How many of you use Facebook? Google? I must confess, despite the dire warnings regarding data retention, I still use Google. I have never used Facebook and am unlikely to do so in the future. Not just because of the cavalier attitude the company has towards the personal privacy of its users, but because I find the concept facile and, frankly, about as useful as a sequined satin space suit.
It seems, however, there is a groundswell of others who are alarmed at the routine data gathering that this company (and Google) engages in. I think, though, for those of us who have been taking notice, this is nothing new. All of these organisations survive by gathering information and selling adverts as a consequence. So, when you do that search, Google will target you with adverts based on that search and it is that targeting that they sell to the advertisers. Facebook is doing the same. The advertisers see this as a rich seam to be mined and who can blame them?
Well, maybe, cobber, maybe. I’ve not seen an Internet advert for ages. Indeed, I really cannot recall when I last saw one. So, even though Google may well be selling my search data, it isn’t doing anyone any good, because Adblock means that I will never see the results.
Enter the regulators as our virtual marriage guidance counsellors.
This should be interesting…
Last week the EU commissioner for citizenship voiced her concern about how net firms were sharing data and talked up EU plans to overhaul data laws.
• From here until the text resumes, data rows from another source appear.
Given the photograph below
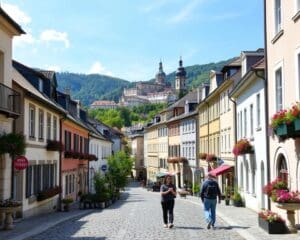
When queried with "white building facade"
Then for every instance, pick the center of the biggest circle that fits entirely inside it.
(249, 95)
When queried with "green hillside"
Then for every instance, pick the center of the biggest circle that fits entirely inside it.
(88, 88)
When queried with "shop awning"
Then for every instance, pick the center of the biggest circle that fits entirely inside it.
(220, 170)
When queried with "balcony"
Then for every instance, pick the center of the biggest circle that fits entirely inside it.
(9, 102)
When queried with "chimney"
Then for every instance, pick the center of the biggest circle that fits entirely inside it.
(67, 91)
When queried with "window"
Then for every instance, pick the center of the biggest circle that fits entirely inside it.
(245, 122)
(67, 141)
(48, 126)
(251, 119)
(41, 124)
(278, 82)
(41, 85)
(29, 174)
(298, 59)
(76, 143)
(277, 16)
(258, 110)
(31, 121)
(54, 128)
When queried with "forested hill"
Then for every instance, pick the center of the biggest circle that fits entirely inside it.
(88, 88)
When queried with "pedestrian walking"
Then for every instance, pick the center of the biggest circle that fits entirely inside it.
(210, 190)
(168, 194)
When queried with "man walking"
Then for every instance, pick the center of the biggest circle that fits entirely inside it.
(209, 192)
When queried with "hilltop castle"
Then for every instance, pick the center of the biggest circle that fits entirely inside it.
(155, 92)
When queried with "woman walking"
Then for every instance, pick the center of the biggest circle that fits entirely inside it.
(168, 194)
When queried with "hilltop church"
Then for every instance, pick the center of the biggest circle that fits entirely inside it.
(155, 92)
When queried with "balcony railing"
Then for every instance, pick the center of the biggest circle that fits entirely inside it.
(9, 101)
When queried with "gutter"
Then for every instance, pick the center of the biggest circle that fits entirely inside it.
(266, 99)
(235, 139)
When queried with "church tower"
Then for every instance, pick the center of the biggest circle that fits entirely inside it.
(180, 85)
(160, 77)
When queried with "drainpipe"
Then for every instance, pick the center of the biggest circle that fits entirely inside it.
(266, 100)
(235, 140)
(60, 163)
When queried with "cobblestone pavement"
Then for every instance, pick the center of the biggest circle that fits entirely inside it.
(138, 215)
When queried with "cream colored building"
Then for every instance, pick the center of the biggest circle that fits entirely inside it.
(283, 69)
(9, 106)
(40, 123)
(151, 152)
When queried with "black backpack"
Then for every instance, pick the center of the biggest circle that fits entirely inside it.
(211, 190)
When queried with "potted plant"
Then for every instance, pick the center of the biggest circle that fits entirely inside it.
(67, 201)
(12, 143)
(8, 207)
(202, 156)
(242, 147)
(271, 222)
(237, 198)
(53, 145)
(227, 195)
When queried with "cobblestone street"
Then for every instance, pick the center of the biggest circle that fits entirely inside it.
(138, 215)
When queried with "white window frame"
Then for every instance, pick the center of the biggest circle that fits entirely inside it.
(297, 69)
(258, 110)
(276, 68)
(277, 26)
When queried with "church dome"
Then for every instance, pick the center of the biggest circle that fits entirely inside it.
(160, 76)
(180, 71)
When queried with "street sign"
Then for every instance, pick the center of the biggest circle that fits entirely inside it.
(21, 163)
(104, 168)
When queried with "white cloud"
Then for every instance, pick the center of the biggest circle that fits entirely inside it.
(54, 68)
(16, 13)
(98, 68)
(53, 35)
(21, 41)
(186, 12)
(155, 4)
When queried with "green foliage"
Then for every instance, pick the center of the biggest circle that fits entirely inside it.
(12, 143)
(124, 116)
(88, 88)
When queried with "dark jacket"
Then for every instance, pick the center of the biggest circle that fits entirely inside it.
(204, 189)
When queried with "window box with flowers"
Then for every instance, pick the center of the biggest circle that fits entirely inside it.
(286, 122)
(53, 145)
(285, 199)
(203, 156)
(271, 222)
(242, 147)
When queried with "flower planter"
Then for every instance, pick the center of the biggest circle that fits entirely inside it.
(297, 124)
(290, 210)
(272, 227)
(8, 211)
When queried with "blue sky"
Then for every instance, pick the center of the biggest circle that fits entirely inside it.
(127, 38)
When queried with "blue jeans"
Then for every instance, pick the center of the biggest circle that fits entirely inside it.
(210, 210)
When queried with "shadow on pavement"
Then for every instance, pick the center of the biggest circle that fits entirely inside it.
(72, 226)
(231, 227)
(192, 228)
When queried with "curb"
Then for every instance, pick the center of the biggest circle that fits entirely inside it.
(45, 226)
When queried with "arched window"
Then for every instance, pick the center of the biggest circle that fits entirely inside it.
(282, 170)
Why does the term “unintended consequences” spring unbidden to my mind at this point? There are means that the user can call upon to protect online privacy should they so wish. And, while I deplore the tendency to snoop on the part of these companies, I also feel that the cure will be worse than the disease. Not least when there are very simple solutions to targeted advertising. And, let’s be fair, there are some people who like to receive such ads. I know, it beats me too, but it takes all sorts.
And in the US, the Federal Trade Commission published its views on Facebook’s changes to privacy settings in 2009 and concluded that it had engaged in “unfair and deceptive” practices.
Well, yeah… So now tell us something we didn’t already know. This has been common knowledge for some time now and still people sign up for it. they must do so in the full knowledge of what has been in the public domain for some years now. And Facebook does have privacy settings that the user can invoke. This, along with Adblock will sort out any intrusive advertising.
It suggests that 2012 could see a change in the balance of power between net firms and citizens, with citizens, for once, holding the upper hand.
This of course will be a good thing, providing they mean “citizen” and not “government”.
The relationship between advertisers, the public and net firms is a tricky one, says Nick Stringer, director of regulatory affairs at the Internet Advertising Bureau.
“Data drives the advertising model but it needs to be balanced with privacy,” he said.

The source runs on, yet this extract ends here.